La pauvreté a surtout connu une progression importante dans les communes autour de Bruxelles et d'Anvers. Vilvorde et Denderleeuw en sont des exemples. "Celles-ci ne s'en sortaient déjà pas très bien en 2008 et ont évolué de manière particulièrement négative. La précarité s'est fortement accentuée", explique Michel Debruyne de la plateforme des Objectifs de la Décennie. "Les villes fonctionnent comme une pompe à pauvreté pour les communes environnantes. La pauvreté s'étend."

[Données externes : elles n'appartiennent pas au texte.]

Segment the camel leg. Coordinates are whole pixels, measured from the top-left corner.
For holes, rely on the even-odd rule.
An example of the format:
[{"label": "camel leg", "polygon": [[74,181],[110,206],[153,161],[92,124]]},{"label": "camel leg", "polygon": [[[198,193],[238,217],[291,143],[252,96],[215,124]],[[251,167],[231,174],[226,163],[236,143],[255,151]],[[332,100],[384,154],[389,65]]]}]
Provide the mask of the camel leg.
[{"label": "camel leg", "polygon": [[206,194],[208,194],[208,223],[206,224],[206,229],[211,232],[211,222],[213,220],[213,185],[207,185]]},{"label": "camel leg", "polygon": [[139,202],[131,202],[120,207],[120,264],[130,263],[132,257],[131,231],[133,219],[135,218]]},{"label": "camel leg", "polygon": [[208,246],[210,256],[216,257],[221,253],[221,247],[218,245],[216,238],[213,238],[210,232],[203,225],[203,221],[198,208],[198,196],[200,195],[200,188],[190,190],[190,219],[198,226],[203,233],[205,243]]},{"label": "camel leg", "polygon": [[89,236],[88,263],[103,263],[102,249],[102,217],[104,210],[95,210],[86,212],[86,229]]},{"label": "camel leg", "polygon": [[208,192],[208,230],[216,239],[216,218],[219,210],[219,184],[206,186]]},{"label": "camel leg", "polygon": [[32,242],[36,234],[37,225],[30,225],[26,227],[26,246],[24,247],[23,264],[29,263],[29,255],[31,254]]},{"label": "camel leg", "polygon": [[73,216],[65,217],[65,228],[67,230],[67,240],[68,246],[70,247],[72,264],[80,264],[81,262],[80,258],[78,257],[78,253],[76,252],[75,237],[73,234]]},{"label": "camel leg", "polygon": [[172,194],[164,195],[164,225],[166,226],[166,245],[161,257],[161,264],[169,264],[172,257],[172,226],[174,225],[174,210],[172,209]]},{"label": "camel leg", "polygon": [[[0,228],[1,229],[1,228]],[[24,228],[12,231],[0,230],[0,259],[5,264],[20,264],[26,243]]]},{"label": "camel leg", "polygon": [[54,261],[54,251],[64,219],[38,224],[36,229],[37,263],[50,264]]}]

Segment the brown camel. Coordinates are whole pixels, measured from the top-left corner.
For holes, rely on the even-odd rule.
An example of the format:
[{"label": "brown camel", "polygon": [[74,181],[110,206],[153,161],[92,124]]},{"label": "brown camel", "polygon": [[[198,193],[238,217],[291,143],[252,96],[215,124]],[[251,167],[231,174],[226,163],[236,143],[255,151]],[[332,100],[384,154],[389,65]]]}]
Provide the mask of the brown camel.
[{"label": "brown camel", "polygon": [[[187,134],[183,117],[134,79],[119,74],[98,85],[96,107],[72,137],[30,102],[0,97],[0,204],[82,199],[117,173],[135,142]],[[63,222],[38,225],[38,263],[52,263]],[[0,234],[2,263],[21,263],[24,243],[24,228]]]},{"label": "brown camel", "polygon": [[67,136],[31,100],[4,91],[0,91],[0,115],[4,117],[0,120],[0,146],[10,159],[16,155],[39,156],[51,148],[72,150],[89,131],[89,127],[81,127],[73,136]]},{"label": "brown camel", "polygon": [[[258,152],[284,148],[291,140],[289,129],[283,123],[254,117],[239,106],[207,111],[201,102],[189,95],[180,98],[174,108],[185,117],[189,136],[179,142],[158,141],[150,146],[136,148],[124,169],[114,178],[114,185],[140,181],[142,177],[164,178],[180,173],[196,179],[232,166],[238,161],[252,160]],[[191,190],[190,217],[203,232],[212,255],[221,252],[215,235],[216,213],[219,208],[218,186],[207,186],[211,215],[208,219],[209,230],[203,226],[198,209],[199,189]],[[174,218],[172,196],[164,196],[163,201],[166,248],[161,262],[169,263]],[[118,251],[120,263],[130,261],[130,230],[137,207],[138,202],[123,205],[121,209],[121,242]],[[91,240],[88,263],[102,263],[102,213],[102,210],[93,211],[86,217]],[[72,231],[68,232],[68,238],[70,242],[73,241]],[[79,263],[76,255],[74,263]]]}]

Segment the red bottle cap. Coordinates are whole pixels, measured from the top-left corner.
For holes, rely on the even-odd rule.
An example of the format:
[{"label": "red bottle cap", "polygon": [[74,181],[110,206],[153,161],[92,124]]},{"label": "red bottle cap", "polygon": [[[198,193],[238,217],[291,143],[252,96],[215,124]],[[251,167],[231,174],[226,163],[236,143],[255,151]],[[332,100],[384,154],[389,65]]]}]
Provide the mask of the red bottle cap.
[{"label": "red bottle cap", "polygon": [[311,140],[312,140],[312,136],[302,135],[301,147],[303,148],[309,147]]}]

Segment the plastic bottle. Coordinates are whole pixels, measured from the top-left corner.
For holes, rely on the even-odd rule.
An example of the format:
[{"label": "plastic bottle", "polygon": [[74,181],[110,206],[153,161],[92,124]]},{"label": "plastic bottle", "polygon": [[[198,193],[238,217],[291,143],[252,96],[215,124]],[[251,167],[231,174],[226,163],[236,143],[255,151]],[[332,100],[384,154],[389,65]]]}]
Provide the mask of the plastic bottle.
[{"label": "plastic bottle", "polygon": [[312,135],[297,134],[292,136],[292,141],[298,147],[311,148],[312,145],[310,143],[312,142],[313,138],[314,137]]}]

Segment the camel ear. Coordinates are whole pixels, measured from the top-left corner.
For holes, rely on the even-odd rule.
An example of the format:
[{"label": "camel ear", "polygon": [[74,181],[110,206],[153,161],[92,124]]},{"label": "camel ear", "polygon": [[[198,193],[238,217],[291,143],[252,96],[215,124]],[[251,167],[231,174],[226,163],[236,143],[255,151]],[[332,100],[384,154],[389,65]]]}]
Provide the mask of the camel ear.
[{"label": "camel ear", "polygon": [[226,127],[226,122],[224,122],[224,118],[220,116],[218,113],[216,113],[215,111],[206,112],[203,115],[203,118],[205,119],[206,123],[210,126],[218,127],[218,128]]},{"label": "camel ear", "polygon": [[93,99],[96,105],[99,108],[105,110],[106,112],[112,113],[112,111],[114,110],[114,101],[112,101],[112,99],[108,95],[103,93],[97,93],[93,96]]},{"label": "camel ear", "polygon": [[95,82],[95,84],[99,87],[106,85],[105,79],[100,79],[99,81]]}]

Les chiffres datent de la fin 2019 et la crise du coronavirus n'a fait qu'exacerbé les besoins, poursuit la plateforme. "La pandémie a accentué, approfondi et creusé la précarité. Les groupes les plus pauvres et les plus vulnérables ont été particulièrement affectés par le confinement et la crise économique." Ce qui fait qu'aucune commune n'est épargnée par la paupérisation.

La plateforme appelle dès lors le politique à agir d'urgence. "Au niveau fédéral, les minima sociaux (comme le salaire minimum et les allocations de chômage, ndlr.) doivent être relevés tandis que les CPAS doivent être mieux soutenus", poursuit Michel Debruyne. "Le gouvernement flamand doit augmenter les allocations sociales du paquet croissance (allocations familiales, ndlr.) afin de lutter contre la pauvreté infantile et investir massivement dans le logement social."